Als Finale des Abends fungierte eine weitere Neuauflage unter den Lahnsteiner Craftbieren: Der Megabock Rohminator gereift auf Buchenholz. Dieses ohnehin schon eindrucksvolle kupferrote Starkbier erfährt durch die feinen Holznoten eine elegante Abrundung, fast so als könnte man einen Kreis noch runder machen. Nicht nochmals runder – dafür aber nochmals aromatischer – gestaltete sich die Verkostung zusammen mit reifem Bierkäse. Ein wahres „Wettrennen“ der Aromen!

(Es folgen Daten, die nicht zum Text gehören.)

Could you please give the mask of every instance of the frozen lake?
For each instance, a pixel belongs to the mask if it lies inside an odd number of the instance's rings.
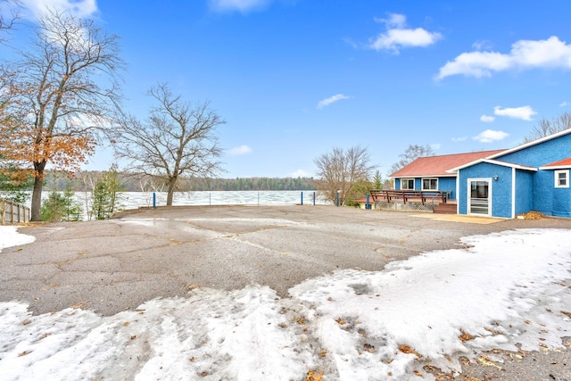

Damit war das Lahnsteiner Bierseminar zu einem würdigen Abschluss gelangt und – es kann sich auf eine ebenso würdige Fortsetzung 2017 freuen. Die Termine stehen bereits fest. Wie für 2016 wird es auch für 2017 eine Jahreskarte geben, die als Zugabe freien Eintritt für das Bierkellerseminar am 1. Juni 2017 enthält.